Fig. 4. Detection of the excised protein bands from raw and cooked shrimp extracts by Western blot and the RS-ATL8 reporter cell line. (A) The excised protein bands of raw shrimp extract (19, 38, 41, and 115 kDa) were analyzed by SDS-PAGE and Coomasie blue staining (left panel). The eluted proteins were detected by pooled allergic sera IgE by Western blot (right panel). (B) The excised protein band of cooked shrimp extract (19 and 38 kDa) were analyzed by SDS-PAGE and Coomasie blue staining (left panel). The eluted proteins were detected by pooled allergic sera IgE by Western blot (right panel). (C and D) RS-ATL 8 cells were sensitized overnight with diluted pooled sera (1:100) from shrimp allergic patient and non-allergic healthy control serum. Cells were stimulated with eluted protein bands of raw (C) and cooked shrimp extracts (D) as shown above. The results of pooled allergic serum are shown in the gray bars and non-allergic healthy control serum are shown in black bars. Data are expressed as mean±SD in triplicates. SDS-PAGE, sodium dodecyl sulfate polyacrylamide gel electrophoresis; IgE, immunoglobulin E; SD, standard deviation; n.s., no statistical significance. ^*P<0.05.
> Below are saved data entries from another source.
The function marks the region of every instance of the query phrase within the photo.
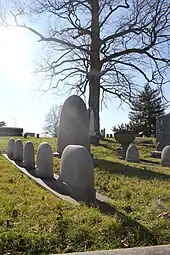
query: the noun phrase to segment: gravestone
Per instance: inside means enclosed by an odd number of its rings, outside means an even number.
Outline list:
[[[109,138],[109,134],[106,134],[106,137]]]
[[[112,138],[113,137],[113,135],[112,134],[110,134],[110,138]]]
[[[159,150],[170,144],[170,113],[156,119],[156,144]]]
[[[88,113],[88,117],[89,117],[89,134],[90,134],[90,143],[98,146],[99,145],[99,140],[100,140],[100,135],[96,135],[95,132],[95,127],[94,127],[94,111],[93,109],[90,107],[87,110]]]
[[[90,135],[94,136],[95,135],[95,131],[94,131],[94,111],[92,108],[89,108],[87,110],[88,112],[88,116],[89,116],[89,132]]]
[[[61,156],[67,145],[82,145],[90,151],[89,119],[84,101],[76,95],[63,104],[57,140],[57,153]],[[57,156],[57,153],[54,153]]]
[[[23,144],[20,139],[17,139],[14,144],[14,156],[13,159],[16,162],[22,162],[23,161]]]
[[[40,135],[39,135],[39,134],[37,134],[37,138],[40,138]]]
[[[37,153],[36,175],[40,178],[54,178],[53,172],[53,153],[51,146],[47,143],[41,143]]]
[[[93,160],[87,148],[81,145],[68,145],[64,149],[59,181],[66,184],[65,189],[75,199],[95,201]]]
[[[128,147],[126,151],[126,160],[128,162],[134,162],[134,163],[140,162],[139,151],[135,145],[131,144]]]
[[[162,150],[161,165],[168,167],[170,166],[170,145],[165,146]]]
[[[104,138],[106,136],[106,129],[102,129],[100,132],[101,136]]]
[[[59,129],[59,126],[56,127],[56,137],[58,137],[58,129]]]
[[[23,166],[26,169],[35,168],[34,146],[30,141],[26,142],[26,144],[24,145],[23,160]]]
[[[15,144],[15,140],[13,138],[10,138],[8,142],[8,152],[7,152],[7,155],[10,159],[13,159],[13,156],[14,156],[14,144]]]

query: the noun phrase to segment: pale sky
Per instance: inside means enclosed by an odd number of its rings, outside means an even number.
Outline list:
[[[41,134],[50,107],[63,104],[66,97],[56,97],[52,92],[42,96],[37,91],[39,80],[32,73],[40,49],[36,36],[19,28],[0,28],[0,38],[0,121]],[[166,93],[170,99],[167,89]],[[101,111],[101,129],[106,128],[107,133],[113,125],[128,121],[127,105],[123,109],[118,105],[119,101],[112,99]]]

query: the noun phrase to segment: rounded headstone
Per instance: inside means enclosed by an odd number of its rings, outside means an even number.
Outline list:
[[[94,166],[87,148],[68,145],[60,162],[59,181],[66,183],[72,197],[82,201],[95,201]]]
[[[20,139],[17,139],[14,144],[14,156],[13,159],[17,162],[23,161],[23,144]]]
[[[23,160],[23,165],[25,168],[35,168],[34,146],[33,143],[30,141],[26,142],[26,144],[24,145]]]
[[[7,152],[7,155],[10,159],[13,159],[13,156],[14,156],[14,144],[15,144],[15,140],[13,138],[10,138],[8,141],[8,152]]]
[[[54,178],[53,171],[53,153],[51,146],[47,143],[41,143],[37,153],[37,169],[36,175],[40,178]]]
[[[76,95],[67,98],[61,110],[57,140],[59,155],[71,144],[82,145],[90,151],[87,109],[84,101]]]
[[[165,146],[161,153],[161,165],[170,166],[170,145]]]
[[[126,160],[129,162],[139,163],[139,151],[135,145],[130,145],[126,151]]]

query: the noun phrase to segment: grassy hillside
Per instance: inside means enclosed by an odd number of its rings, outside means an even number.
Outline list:
[[[0,138],[0,150],[8,138]],[[28,139],[22,138],[23,142]],[[47,141],[30,138],[37,152]],[[153,139],[136,140],[149,159]],[[45,254],[170,243],[170,168],[135,164],[116,156],[118,144],[105,139],[92,146],[95,187],[109,204],[73,206],[37,186],[0,155],[0,253]],[[59,159],[54,159],[59,172]]]

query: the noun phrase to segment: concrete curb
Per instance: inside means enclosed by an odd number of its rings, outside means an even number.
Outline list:
[[[170,255],[170,245],[148,246],[138,248],[116,249],[108,251],[87,251],[65,253],[70,255]],[[61,255],[61,254],[50,254]]]

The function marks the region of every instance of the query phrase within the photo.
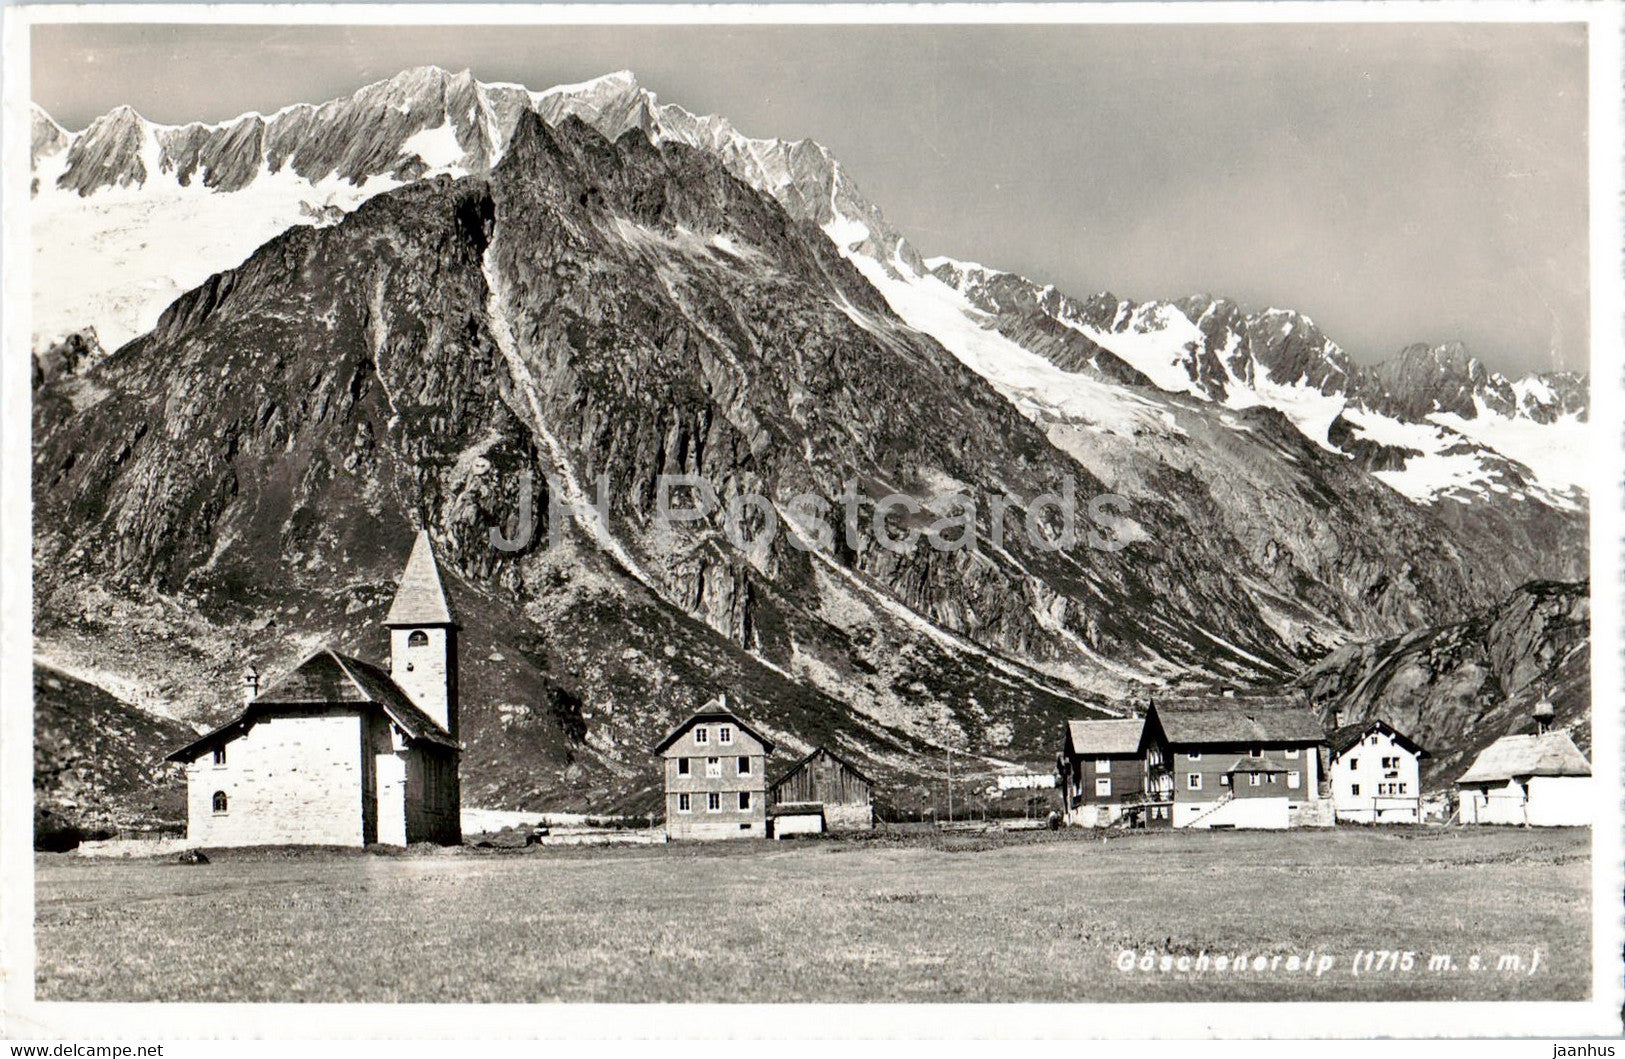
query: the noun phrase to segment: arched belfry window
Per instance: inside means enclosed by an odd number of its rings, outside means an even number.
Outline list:
[[[217,813],[223,813],[223,812],[226,811],[226,792],[225,791],[215,791],[214,792],[214,811],[217,812]]]
[[[424,632],[422,629],[413,629],[411,634],[409,636],[407,636],[407,638],[406,638],[406,646],[408,646],[408,647],[427,647],[427,646],[429,646],[429,634]]]

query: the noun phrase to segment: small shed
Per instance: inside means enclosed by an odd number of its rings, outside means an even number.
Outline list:
[[[772,838],[824,833],[824,807],[818,802],[780,802],[768,806],[767,831]]]
[[[829,831],[868,831],[875,826],[874,781],[827,747],[813,748],[775,780],[768,788],[768,803],[817,805]],[[782,827],[775,822],[775,833],[784,833]]]
[[[1504,735],[1456,781],[1464,824],[1591,823],[1591,763],[1565,732]]]

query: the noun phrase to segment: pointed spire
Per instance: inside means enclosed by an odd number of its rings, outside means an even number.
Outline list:
[[[440,566],[435,562],[434,545],[429,543],[427,530],[418,530],[417,540],[412,543],[412,556],[406,560],[406,570],[401,574],[395,602],[389,605],[384,624],[457,624],[451,605],[446,602],[446,590],[440,583]]]

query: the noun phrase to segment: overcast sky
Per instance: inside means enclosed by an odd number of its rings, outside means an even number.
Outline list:
[[[1137,300],[1308,313],[1356,359],[1588,354],[1581,25],[36,26],[72,129],[348,95],[406,66],[541,89],[631,69],[810,136],[927,255]]]

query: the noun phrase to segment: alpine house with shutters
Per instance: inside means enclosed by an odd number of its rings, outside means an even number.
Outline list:
[[[718,696],[655,744],[666,784],[666,836],[765,838],[773,741]]]
[[[1306,706],[1226,692],[1158,702],[1146,714],[1147,787],[1166,790],[1174,827],[1332,823],[1321,795],[1325,730]]]
[[[1068,825],[1105,827],[1125,818],[1148,827],[1170,823],[1173,780],[1162,767],[1162,747],[1142,745],[1144,734],[1143,717],[1066,723],[1056,771]]]
[[[169,756],[196,846],[461,841],[459,626],[426,533],[384,625],[389,671],[323,647]]]
[[[1422,759],[1428,752],[1386,721],[1332,731],[1332,802],[1337,818],[1359,824],[1422,820]]]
Fig. 5. Detection of dust mite allergens by the RS-ATL8 reporter cell line. (A, B) RS-ATL8 cells were sensitized overnight with diluted pooled sera (1:100) from shrimp allergic patient and non-allergic healthy control serum. Cells were stimulated with HDM allergen extract (A) or purified recombinant Der p10 (B). The results of pooled allergic serum are shown in the gray bars, and non-allergic healthy control serum are shown in black bars. Data are expressed as mean±SD in triplicates. (C) RS-ATL8 cells were sensitized overnight with diluted individual sera (1:100) from shrimp allergic patients and non-allergic healthy control serum. Cells were stimulated with HDM allergen extract (100 U/mL). HDM, house dust mite; n.s., no statistical significance; SD, standard deviation. ^*P<0.05.
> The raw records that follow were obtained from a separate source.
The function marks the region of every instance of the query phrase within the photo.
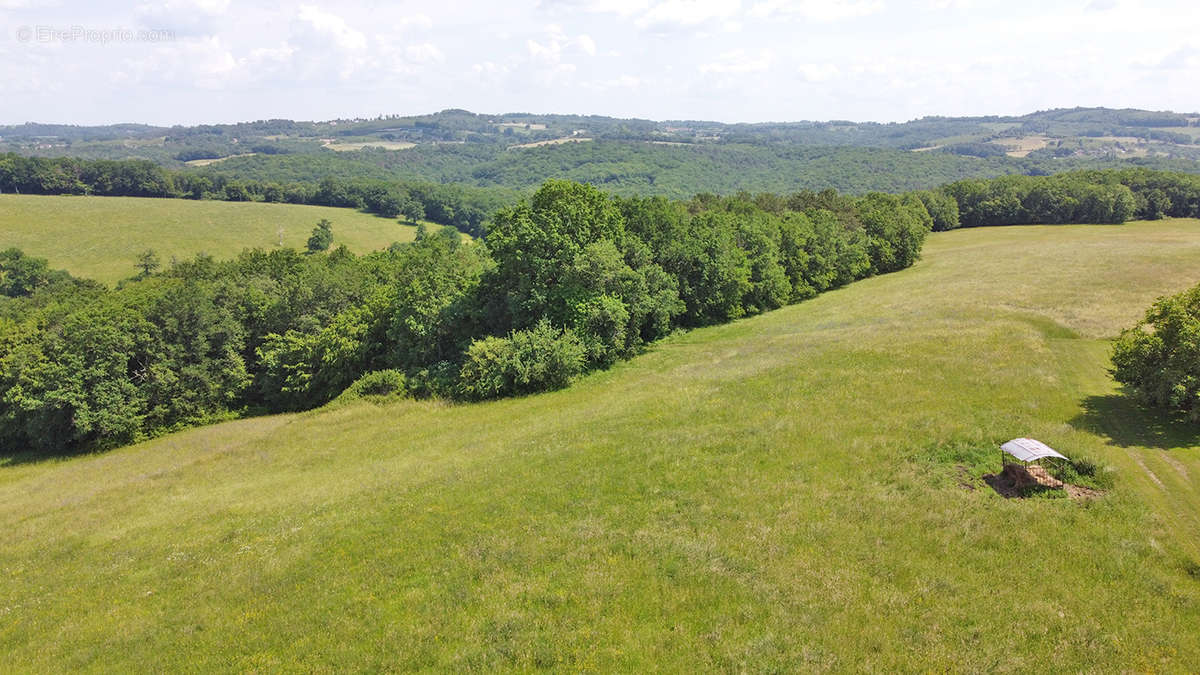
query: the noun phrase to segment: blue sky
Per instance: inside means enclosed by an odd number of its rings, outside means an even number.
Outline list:
[[[1200,110],[1200,11],[1131,0],[0,0],[0,123],[444,108],[729,122]]]

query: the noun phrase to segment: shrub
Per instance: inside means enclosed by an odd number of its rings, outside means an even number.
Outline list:
[[[373,370],[358,378],[337,397],[338,401],[360,398],[401,398],[408,393],[404,373],[398,370]]]
[[[459,393],[488,399],[561,389],[583,371],[585,352],[574,332],[544,320],[506,338],[475,340],[459,373]]]
[[[1159,298],[1117,338],[1113,377],[1146,403],[1200,421],[1200,286]]]

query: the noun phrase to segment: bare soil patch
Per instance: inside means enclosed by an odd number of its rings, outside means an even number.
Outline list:
[[[1078,500],[1095,499],[1104,495],[1100,490],[1064,483],[1037,465],[1024,467],[1019,464],[1006,464],[1000,473],[985,475],[983,482],[1006,499],[1026,499],[1053,490],[1062,490],[1068,497]]]

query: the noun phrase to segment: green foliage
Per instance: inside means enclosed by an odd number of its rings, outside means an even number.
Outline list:
[[[663,269],[679,280],[685,326],[721,323],[745,312],[750,262],[735,244],[735,222],[726,213],[701,213],[691,219],[686,237],[659,253]]]
[[[135,266],[141,270],[143,277],[148,277],[162,266],[162,261],[159,259],[158,254],[154,252],[154,249],[148,248],[137,255]]]
[[[317,226],[313,228],[312,236],[308,238],[308,252],[320,253],[328,251],[329,245],[333,243],[333,223],[325,218],[322,218]]]
[[[1117,338],[1112,362],[1142,400],[1200,421],[1200,286],[1159,298]]]
[[[27,256],[16,248],[0,251],[0,295],[32,295],[49,283],[50,264],[46,259]]]
[[[475,333],[479,280],[490,261],[479,247],[424,236],[396,252],[399,262],[388,311],[389,363],[408,371],[453,359]]]
[[[348,403],[363,398],[396,399],[408,394],[404,373],[398,370],[372,370],[358,378],[338,395],[338,402]]]
[[[1114,470],[1086,456],[1075,456],[1066,462],[1050,464],[1050,473],[1064,483],[1079,485],[1093,490],[1111,490]]]
[[[1123,223],[1138,214],[1138,201],[1122,179],[1118,172],[1006,176],[951,183],[943,189],[958,203],[963,227]]]
[[[382,360],[386,312],[393,290],[380,287],[361,305],[316,332],[269,333],[258,347],[262,401],[275,410],[302,410],[333,400]]]
[[[0,365],[6,436],[61,452],[140,437],[152,377],[153,327],[131,308],[89,306],[54,331],[21,336]]]
[[[958,214],[958,202],[942,190],[922,190],[916,193],[917,199],[925,205],[929,217],[933,220],[933,231],[944,232],[961,226]]]
[[[543,317],[565,325],[573,299],[567,268],[589,243],[620,245],[624,229],[608,196],[568,181],[547,181],[531,204],[497,212],[487,236],[496,261],[488,283],[503,298],[510,325],[527,328]]]
[[[916,197],[873,192],[859,205],[859,220],[867,234],[871,272],[886,274],[911,266],[921,255],[933,220]]]
[[[459,390],[468,399],[561,389],[583,372],[586,348],[570,330],[542,320],[508,337],[486,337],[467,348]]]

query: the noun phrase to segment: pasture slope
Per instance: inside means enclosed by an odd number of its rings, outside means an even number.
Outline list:
[[[52,269],[111,284],[133,276],[134,258],[148,248],[164,264],[199,252],[232,258],[246,248],[274,248],[282,228],[284,246],[303,250],[322,218],[333,223],[333,245],[355,253],[412,241],[416,233],[395,219],[327,206],[0,195],[0,248],[16,246],[48,258]]]
[[[567,390],[358,402],[0,467],[0,669],[1200,668],[1200,433],[1108,342],[1200,223],[913,268]],[[1006,500],[1014,436],[1117,472]]]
Fig. 6. Competitive ELISA inhibition assay using HDM extract. Competitive ELISA assay was performed using raw shrimp extract as a coated antigen and various concentrations of BSA (A), raw shrimp extract (B) or HDM extract (C) as competitors. Sera from 3 different patients were included. The level of inhibition (%) was calculated. ELISA, enzyme-linked immunosorbent assay; HDM, house dust mite; BSA, bovine serum albumin.